There seem to be cracks in the rampant institutional bigotry of the Roman Catholic hierarchy. Last weekend, New Ways Ministry — a pro-LGBT Catholic ministry founded by the courageous Sr. Jeannine Gramick (whom the Vatican attempted to silence after she refused to renounce her support for the LGBT community) — posted about a fascinating story from a German English-language newspaper called The Local.

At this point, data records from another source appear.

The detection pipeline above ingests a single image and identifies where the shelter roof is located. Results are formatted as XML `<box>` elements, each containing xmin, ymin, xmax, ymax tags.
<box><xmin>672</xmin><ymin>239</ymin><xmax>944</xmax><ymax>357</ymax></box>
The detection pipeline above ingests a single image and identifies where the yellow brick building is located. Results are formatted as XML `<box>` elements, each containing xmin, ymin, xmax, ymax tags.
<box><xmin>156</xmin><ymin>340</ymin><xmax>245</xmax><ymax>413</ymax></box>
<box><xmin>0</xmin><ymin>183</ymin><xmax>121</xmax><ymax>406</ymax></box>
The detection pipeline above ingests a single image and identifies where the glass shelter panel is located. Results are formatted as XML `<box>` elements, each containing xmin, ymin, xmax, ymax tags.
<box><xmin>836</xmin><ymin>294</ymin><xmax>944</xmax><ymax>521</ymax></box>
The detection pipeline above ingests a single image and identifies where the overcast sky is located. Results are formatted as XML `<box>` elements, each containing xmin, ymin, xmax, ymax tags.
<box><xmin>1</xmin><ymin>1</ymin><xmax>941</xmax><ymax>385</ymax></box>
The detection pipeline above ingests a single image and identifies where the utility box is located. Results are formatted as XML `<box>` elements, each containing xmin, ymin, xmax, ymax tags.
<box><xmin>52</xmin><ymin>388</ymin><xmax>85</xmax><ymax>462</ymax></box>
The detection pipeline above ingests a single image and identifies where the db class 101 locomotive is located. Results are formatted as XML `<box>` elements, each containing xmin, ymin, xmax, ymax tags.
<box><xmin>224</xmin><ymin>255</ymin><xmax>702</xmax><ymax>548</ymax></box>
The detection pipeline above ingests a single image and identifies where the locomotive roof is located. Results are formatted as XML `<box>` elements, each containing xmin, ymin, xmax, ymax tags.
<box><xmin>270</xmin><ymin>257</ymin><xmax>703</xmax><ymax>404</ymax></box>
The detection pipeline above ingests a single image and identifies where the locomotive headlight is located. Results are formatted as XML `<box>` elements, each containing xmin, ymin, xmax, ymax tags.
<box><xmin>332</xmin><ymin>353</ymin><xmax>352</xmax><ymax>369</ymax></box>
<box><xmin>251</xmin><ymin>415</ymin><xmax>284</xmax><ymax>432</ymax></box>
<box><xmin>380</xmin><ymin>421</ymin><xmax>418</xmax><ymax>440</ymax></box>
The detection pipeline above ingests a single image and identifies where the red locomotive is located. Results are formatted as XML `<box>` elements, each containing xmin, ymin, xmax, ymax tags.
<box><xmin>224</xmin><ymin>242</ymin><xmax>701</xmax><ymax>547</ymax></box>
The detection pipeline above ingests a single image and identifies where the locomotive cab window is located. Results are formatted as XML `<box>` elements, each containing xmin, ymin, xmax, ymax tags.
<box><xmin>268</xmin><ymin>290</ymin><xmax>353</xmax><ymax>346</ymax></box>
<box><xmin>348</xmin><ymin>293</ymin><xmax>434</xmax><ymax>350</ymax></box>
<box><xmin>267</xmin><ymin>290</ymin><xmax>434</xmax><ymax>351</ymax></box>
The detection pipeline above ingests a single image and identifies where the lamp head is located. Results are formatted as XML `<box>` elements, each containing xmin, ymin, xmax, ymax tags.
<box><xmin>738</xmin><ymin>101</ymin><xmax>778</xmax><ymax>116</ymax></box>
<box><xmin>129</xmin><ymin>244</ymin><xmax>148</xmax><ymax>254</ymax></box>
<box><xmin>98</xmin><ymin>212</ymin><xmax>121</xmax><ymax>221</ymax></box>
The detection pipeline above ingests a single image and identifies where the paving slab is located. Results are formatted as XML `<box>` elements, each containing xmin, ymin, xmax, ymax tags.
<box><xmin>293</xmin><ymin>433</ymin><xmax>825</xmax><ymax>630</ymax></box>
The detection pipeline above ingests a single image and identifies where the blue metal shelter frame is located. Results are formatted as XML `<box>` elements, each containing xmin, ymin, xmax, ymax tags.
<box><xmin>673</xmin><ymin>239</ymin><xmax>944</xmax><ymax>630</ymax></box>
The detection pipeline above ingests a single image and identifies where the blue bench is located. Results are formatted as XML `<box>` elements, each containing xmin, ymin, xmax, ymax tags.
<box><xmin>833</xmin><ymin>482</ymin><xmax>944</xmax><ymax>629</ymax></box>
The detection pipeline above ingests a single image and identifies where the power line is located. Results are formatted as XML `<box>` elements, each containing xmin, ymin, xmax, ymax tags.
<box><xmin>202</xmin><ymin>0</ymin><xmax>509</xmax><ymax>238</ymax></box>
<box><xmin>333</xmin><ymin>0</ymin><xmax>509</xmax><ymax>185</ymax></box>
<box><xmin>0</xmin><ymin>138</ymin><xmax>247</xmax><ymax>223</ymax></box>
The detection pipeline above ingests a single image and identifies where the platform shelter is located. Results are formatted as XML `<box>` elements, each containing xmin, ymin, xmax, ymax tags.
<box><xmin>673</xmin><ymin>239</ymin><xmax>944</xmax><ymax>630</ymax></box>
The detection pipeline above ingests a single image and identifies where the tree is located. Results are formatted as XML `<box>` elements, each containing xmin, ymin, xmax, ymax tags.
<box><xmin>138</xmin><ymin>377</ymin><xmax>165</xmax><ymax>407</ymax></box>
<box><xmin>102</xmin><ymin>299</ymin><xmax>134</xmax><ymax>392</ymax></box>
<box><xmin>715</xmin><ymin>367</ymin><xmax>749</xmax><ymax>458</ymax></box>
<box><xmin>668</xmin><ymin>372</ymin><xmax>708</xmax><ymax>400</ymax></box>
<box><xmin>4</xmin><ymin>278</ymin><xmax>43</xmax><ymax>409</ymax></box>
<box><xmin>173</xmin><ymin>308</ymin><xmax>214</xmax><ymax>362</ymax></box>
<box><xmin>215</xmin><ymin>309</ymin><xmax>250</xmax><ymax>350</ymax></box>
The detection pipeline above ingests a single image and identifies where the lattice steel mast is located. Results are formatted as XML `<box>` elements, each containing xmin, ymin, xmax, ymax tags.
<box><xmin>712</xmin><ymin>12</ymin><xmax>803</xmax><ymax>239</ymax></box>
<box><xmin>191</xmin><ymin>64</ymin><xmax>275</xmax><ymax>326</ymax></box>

Apparently, in an address last week to a conference of 60,000 Catholics in Mannheim, Cardinal Rainer Maria Woelki of Berlin called for an end to the Catholic Church’s refusal to recognize and affirm loving, committed same-sex relationships:
He told a crowd on Thursday that the church should view long-term, faithful homosexual relationships as they do heterosexual ones:
“When two homosexuals take responsibility for one another, if they deal with each other in a faithful and long-term way, then you have to see it in the same way as heterosexual relationships,” Woelki told an astonished crowd, according to a story in the Tagesspiegel newspaper.
Woekli acknowledged that the church saw the relationship between a man and a woman as the basis for creation, but added that it was time to think further about the church’s attitude toward same sex relationships.

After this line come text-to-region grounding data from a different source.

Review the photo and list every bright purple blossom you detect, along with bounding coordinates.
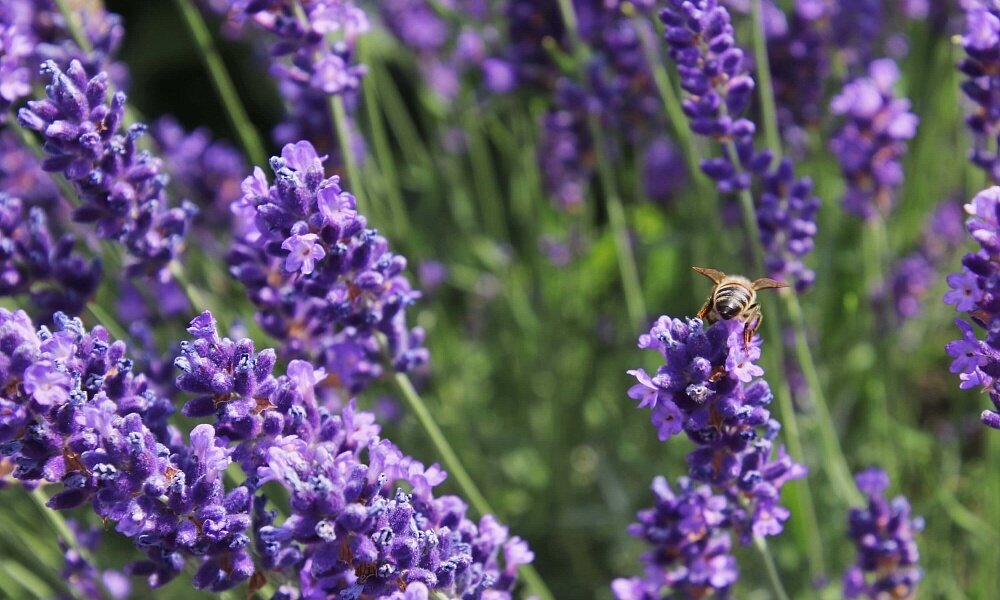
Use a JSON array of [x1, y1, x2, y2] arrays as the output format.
[[959, 3, 1000, 182], [944, 186, 1000, 428], [843, 468, 923, 599], [830, 58, 918, 220], [17, 60, 195, 279], [229, 141, 427, 398], [617, 314, 806, 594], [659, 0, 819, 290]]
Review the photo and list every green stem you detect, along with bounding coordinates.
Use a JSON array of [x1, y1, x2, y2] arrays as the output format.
[[53, 0, 94, 53], [28, 489, 97, 600], [590, 118, 647, 329], [389, 371, 554, 600], [750, 0, 782, 162], [329, 94, 367, 209], [755, 537, 791, 600], [173, 0, 268, 167]]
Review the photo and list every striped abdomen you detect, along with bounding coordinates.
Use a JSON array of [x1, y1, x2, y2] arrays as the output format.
[[714, 284, 754, 320]]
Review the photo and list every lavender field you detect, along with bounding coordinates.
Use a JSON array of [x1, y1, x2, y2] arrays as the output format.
[[0, 0, 996, 598]]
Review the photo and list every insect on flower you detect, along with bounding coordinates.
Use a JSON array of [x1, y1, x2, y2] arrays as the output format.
[[693, 267, 788, 347]]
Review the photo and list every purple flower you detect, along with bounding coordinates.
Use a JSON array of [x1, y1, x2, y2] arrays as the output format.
[[830, 58, 918, 220], [616, 310, 806, 593], [660, 0, 819, 291], [17, 60, 194, 279], [959, 4, 1000, 183], [944, 186, 1000, 428], [22, 360, 70, 407], [843, 468, 923, 599], [229, 141, 427, 398], [0, 194, 102, 324], [281, 233, 326, 275]]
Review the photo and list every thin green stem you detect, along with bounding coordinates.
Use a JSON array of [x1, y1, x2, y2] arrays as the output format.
[[590, 118, 647, 329], [389, 370, 553, 600], [750, 0, 781, 162], [53, 0, 94, 53], [329, 94, 368, 209], [28, 489, 97, 600], [755, 537, 791, 600], [173, 0, 268, 167]]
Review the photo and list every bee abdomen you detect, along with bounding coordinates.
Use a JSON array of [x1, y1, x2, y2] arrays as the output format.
[[714, 285, 751, 319]]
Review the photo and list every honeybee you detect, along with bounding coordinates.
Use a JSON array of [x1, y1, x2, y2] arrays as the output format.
[[693, 267, 787, 347]]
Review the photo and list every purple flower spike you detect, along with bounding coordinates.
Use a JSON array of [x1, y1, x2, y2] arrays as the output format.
[[944, 186, 1000, 429], [843, 468, 923, 599], [229, 141, 427, 399], [615, 314, 806, 595], [659, 0, 819, 291], [17, 60, 194, 279], [959, 4, 1000, 183], [830, 58, 918, 220]]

Francis DeBernardo, Executive Director of New Ways Ministry, pointed out that Woelki joins a chorus of Catholic voices demanding a change in the way that church views LGBT people:
Last December, London’s Archbishop Vincent Nichols made headlines by supporting civil partnerships for lesbian and gay couples in the U.K. That same month, Fr. Frank Brennan, a Jesuit legal scholar in Australia, also called for similar recognition of same-sex relationships. In January, Bishop Paolo Urso of Ragusa, Italy, also called for recognition of civil partnerships in his country.
March of 2012 saw an explosion of questioning from prelates of the hierarchy’s ban on marriage equality. At New Ways Ministry’s Seventh National Symposium, Bishop Geoffrey Robinson of Australia called for a total re-examination of Catholic sexual ethics to allow for, among other things, moral approval of same-sex relationships. The Diocese of Manchester, New Hampshire, supported a bill that would legalize civil unions (albeit as a stopgap measure to prevent marriage equality). Bishop Richard Malone of Portland, Maine,announced that the diocese would not take an active role in opposing the state’s upcoming referendum on marriage equality, as it had in 2009. In Italy, Cardinal Carlo Maria Martini of Milan stated in his book, Credere e Cognoscere (Faith and Understanding), that “I do not agree with the positions of those in the Church who takes issue with civil unions.”

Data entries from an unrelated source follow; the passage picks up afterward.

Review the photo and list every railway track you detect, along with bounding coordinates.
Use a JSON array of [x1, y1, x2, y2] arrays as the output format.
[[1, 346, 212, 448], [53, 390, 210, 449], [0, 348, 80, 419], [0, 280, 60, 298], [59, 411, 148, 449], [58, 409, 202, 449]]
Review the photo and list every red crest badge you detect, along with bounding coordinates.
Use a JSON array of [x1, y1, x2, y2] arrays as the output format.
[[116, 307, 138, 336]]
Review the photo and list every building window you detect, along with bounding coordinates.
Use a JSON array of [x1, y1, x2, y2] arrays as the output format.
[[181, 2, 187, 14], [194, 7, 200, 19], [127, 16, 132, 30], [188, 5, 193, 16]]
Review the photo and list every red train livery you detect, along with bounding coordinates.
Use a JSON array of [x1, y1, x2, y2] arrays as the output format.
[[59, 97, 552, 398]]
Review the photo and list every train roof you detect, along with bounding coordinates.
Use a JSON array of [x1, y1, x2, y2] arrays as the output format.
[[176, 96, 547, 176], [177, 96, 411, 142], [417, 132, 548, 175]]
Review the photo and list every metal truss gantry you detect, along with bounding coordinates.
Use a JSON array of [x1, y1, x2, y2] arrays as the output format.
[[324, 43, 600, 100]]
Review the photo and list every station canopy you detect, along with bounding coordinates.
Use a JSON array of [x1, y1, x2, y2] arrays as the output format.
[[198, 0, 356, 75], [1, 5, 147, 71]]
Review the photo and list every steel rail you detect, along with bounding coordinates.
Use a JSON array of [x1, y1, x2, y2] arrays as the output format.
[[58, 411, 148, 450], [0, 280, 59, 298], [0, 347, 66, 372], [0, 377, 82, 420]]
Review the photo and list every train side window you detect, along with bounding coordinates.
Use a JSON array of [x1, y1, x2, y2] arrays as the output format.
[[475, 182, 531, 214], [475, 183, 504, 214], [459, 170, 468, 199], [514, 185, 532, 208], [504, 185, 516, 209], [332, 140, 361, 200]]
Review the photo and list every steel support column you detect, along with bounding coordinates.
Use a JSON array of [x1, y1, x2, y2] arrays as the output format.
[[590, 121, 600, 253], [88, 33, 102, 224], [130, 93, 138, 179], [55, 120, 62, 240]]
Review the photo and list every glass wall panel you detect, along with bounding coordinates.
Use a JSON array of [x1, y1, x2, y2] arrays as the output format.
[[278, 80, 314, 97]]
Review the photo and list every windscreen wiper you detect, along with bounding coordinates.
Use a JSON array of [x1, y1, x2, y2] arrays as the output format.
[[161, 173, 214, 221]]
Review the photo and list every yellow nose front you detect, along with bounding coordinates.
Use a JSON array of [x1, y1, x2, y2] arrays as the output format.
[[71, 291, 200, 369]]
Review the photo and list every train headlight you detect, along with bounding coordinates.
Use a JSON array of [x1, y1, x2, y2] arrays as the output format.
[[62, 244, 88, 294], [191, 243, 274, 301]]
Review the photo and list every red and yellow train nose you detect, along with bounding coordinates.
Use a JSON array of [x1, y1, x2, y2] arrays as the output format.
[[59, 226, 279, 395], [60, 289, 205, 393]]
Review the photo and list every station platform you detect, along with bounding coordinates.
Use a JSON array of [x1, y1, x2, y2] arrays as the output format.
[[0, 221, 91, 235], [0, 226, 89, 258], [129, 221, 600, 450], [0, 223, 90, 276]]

Just last week, dozens of current and former Catholic priests in Minnesota held a press conference to announce their opposition to a proposed constitutional marriage discrimination amendment on the ballot in that state this November.
As I’ve said before, prelates like Cardinal Woelki of Berlin who dare to challenge their church’s persecution of lesbian, gay, bisexual and transgendered people face a very real risk of retribution from their superiors. Their acts of courage should be commended, so that this positive and encouraging trend can continue.